Reproductive/Endocrine ImagingE3145. Fetal Abdominal Cystic Lesions: Practical Tips for Diagnosis
Shum D. University of California, San Francisco , San Francisco, CA
Address correspondence to D. Shum (firstname.lastname@example.org)
Background Information: With the advent of early fetal imaging for genetic screening and high-resolution ultrasound, fetal abdominal cystic lesions are being detected with increasing frequency. Cystic structures originate from a variety of organ systems including genitourinary, gastrointestinal, hepatobiliary, or vascular. While many abdominal cysts resolve spontaneously, early recognition of entities such as posterior urethral valves or abdominal teratomas may affect outcomes as in utero treatments are available. Detection of conditions commonly associated with genetic syndromes and chromosomal anomalies such as duodenal atresia with trisomy 21 prompts karyotype evaluation. While precise prenatal diagnosis is not always possible, a systematic approach to optimize diagnostic accuracy of fetal abdominal cystic structures improves patient counseling and facilitates appropriate clinical management.
Educational Goals/Teaching Points: In this exhibit, we provide an algorithm for evaluating cysts that includes determining sex of the fetus, identifying associated findings which aid in diagnosis (ascites, intraperitoneal calcifications, dilated or echogenic bowel, and urinary tract dilation), and a pictorial review of fetal abdominal cystic structures. We will review ovarian cysts, posterior urethral valves in male fetuses, cloacal malformation or hydrometrocolpos in female fetuses, urinoma, multicystic dysplastic kidneys, UPJ obstruction, and urachal cysts, duodenal atresia and obstruction and mimics, enteric duplication cyst, mesenteric cyst, choledochal cyst, hematoma, sacrococcygeal teratoma, and extralobar infradiaphragmatic pulmonary sequestration. Finally, we will provide a brief review of in utero treatments for posterior urethral valves (vesicoamniotic shunts and ablation of valves) and radiofrequency ablation of teratomas.
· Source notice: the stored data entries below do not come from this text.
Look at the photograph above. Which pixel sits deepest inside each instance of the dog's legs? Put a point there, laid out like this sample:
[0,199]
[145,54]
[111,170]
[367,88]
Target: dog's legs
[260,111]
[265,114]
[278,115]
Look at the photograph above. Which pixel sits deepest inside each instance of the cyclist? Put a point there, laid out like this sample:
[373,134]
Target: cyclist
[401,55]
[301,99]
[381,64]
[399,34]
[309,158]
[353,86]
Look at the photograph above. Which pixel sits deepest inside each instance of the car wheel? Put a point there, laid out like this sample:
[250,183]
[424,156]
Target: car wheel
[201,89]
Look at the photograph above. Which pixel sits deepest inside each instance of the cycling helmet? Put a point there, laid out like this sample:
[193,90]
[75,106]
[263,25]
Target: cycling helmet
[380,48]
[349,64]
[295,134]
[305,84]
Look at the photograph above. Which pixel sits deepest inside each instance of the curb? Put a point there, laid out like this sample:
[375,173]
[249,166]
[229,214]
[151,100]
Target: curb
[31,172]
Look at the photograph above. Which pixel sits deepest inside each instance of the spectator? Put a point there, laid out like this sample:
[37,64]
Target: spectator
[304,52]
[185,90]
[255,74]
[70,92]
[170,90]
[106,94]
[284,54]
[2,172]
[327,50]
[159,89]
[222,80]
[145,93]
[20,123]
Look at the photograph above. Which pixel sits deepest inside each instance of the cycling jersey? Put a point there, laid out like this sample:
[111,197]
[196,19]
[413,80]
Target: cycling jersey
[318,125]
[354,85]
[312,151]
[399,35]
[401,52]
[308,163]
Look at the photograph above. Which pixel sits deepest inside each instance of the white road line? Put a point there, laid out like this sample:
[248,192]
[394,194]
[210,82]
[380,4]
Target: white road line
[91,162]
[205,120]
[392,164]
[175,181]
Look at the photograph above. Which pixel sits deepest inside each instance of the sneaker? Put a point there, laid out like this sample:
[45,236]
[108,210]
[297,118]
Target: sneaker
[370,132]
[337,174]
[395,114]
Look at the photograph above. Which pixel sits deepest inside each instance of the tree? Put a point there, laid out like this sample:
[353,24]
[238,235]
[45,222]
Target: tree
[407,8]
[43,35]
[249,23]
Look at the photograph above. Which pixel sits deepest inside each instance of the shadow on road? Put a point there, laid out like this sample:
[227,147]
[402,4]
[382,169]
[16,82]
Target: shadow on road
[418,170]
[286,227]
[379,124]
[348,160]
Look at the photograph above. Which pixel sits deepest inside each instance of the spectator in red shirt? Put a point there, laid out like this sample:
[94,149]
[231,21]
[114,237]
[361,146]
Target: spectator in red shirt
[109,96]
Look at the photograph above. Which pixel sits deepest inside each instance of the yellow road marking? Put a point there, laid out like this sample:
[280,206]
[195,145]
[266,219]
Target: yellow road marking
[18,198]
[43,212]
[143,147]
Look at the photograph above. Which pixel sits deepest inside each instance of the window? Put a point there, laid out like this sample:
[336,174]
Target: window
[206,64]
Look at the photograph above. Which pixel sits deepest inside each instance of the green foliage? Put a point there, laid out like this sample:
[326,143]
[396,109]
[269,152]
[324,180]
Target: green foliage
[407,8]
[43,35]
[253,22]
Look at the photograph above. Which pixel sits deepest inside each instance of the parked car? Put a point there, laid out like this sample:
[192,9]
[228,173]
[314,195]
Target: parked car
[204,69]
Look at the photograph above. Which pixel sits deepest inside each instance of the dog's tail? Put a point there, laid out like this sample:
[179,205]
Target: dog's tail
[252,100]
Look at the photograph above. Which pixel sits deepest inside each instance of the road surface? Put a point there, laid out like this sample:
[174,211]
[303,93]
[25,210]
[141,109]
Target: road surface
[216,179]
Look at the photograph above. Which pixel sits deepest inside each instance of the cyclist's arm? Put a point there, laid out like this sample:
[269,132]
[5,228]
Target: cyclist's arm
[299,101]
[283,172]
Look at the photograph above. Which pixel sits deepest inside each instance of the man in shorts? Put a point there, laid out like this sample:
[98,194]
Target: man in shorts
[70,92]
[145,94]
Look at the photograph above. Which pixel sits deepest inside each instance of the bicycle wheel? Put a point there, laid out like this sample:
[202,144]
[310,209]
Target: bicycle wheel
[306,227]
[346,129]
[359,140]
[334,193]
Key Anatomic/Physiologic Issues and Imaging Findings/Techniques: This exhibit focuses on recognition of diagnostic imaging features by ultrasound. Examples include daughter cyst (cyst within cyst appearance of fetal ovarian cysts), keyhole sign (dilated posterior urethra in male fetuses with posterior urethral valves), double bubble sign (duodenal atresia or obstruction), anomalous aortic arterial supply to infradiaphragmatic pulmonary sequestration. We will also cover evaluation for associated features of meconium peritonitis (pseudocysts, ascites, dilated or echogenic bowel) and gut signature (seen in some gastrointestinal duplication cysts).
Conclusion: Fetal abdominal cystic structures have a wide variety of implications from benign to significant morbidity. Cystic lesions can be derived from any of the organ systems but are most commonly associated with genitourinary and gastrointestinal systems. Some practical tips such as fetal sex, presence of peritoneal calcifications or ascites, and evaluation of cyst content can help refine the list of potential causes. Accurate fetal diagnosis provides for realistic parental expectations and for appropriate prenatal and postnatal care.